Also, I think people are just getting so used to people coming into this country illegally, they forget the fact that these people, first and foremost, are breaking the law. If the FBI, for instance, decided that they were no longer going to investigate kidnapping, the amount of kidnapping cases would skyrocket. If State Troopers decided they were no longer going to enforce the speed limit, you would see increases in the numbers of traffic deaths are all over the country. People need to realize that there is an effect to not enforcing laws. I just don't know if that message is coming across. I do know that the current situation is untenable at our borders. The real risk is the fact that there are hundreds and hundreds of Border Patrol agents who should be patrolling the border for bad people and bad things that are otherwise taken off the border from doing their patrols, because they're involved for most of their shifts in doing administrative work for the influx of people coming across. Border Patrol agents are spending hundreds of hours just basically chaperoning people instead of patrolling the border. That is a real risk when you don't have the proper level of patrol capability. I think more and more people need to hear that side of the story.
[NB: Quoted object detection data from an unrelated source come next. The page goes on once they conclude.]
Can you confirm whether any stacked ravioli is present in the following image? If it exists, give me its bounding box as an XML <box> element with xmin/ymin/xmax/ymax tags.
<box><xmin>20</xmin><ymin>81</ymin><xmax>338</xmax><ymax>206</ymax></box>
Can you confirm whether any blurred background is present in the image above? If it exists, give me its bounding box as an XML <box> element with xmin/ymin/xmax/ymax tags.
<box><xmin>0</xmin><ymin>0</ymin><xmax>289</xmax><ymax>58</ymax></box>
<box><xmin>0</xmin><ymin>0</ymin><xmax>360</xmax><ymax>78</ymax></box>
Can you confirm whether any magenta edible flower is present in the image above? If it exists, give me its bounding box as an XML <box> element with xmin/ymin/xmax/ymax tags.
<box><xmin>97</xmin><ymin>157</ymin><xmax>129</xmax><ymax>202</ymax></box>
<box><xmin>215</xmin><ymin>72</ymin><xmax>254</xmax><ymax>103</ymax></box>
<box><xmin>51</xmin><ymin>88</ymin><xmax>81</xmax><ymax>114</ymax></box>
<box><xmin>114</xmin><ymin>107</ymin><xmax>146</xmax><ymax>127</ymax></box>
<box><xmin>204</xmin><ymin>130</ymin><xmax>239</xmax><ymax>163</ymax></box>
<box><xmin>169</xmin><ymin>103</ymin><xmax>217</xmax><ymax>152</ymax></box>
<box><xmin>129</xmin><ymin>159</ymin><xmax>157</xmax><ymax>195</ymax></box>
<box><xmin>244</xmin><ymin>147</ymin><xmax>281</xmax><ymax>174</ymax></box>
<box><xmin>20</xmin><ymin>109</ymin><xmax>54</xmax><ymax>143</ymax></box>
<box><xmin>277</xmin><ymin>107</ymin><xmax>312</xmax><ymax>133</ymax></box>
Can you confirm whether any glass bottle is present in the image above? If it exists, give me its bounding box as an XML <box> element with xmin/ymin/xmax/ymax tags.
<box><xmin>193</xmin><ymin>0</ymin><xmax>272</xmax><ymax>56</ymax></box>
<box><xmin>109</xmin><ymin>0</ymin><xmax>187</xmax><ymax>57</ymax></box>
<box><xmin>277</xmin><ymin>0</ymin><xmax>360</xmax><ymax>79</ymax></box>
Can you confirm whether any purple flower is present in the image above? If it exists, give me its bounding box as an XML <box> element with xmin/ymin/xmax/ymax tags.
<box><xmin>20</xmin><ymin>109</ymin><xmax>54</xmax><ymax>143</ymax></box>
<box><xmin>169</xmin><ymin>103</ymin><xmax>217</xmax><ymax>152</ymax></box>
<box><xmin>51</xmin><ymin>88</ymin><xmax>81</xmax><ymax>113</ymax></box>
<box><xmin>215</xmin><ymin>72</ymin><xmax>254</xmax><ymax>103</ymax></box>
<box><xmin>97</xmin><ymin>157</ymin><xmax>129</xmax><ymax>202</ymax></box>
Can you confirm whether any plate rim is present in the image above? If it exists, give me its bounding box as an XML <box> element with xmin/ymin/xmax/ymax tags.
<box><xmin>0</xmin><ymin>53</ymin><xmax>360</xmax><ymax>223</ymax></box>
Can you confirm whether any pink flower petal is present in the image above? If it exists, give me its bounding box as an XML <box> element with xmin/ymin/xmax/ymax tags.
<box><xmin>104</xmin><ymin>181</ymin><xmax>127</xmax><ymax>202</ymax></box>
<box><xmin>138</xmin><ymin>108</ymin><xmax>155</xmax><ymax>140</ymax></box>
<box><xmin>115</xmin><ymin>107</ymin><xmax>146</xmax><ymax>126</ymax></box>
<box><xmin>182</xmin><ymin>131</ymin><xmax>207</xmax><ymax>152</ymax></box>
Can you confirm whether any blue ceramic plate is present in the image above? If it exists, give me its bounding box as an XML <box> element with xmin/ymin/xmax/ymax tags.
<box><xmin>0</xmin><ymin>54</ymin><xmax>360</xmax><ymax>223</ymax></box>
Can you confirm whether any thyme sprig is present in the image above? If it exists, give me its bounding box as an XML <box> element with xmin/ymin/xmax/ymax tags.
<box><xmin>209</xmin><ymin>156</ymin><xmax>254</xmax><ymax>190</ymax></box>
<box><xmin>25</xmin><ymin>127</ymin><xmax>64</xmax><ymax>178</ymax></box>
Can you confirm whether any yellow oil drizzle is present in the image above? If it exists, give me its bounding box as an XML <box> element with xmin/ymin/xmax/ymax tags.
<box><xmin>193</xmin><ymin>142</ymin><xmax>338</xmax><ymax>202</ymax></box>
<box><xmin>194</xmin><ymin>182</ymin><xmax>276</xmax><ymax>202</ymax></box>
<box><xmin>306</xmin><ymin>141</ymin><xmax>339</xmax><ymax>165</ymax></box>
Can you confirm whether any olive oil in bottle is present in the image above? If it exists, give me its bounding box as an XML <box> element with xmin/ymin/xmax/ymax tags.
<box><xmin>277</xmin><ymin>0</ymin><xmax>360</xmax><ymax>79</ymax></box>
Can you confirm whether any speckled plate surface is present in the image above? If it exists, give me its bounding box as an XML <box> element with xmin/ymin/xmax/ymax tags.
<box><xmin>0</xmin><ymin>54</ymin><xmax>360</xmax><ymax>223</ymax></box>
The Cipher Brief: What about the actors out there with real nefarious purposes who are able to exploit the chaos that's being created?
Fisher: Smuggling organizations are orchestrating this right now. They're moving hundreds and hundreds of people and flooding a particular area, knowing that the Border Patrol, when they come and pick them up, and make the arrest, are going to leave that area open. Then they're just moving tons and tons of narcotics, and they're doing it in a coordinated fashion.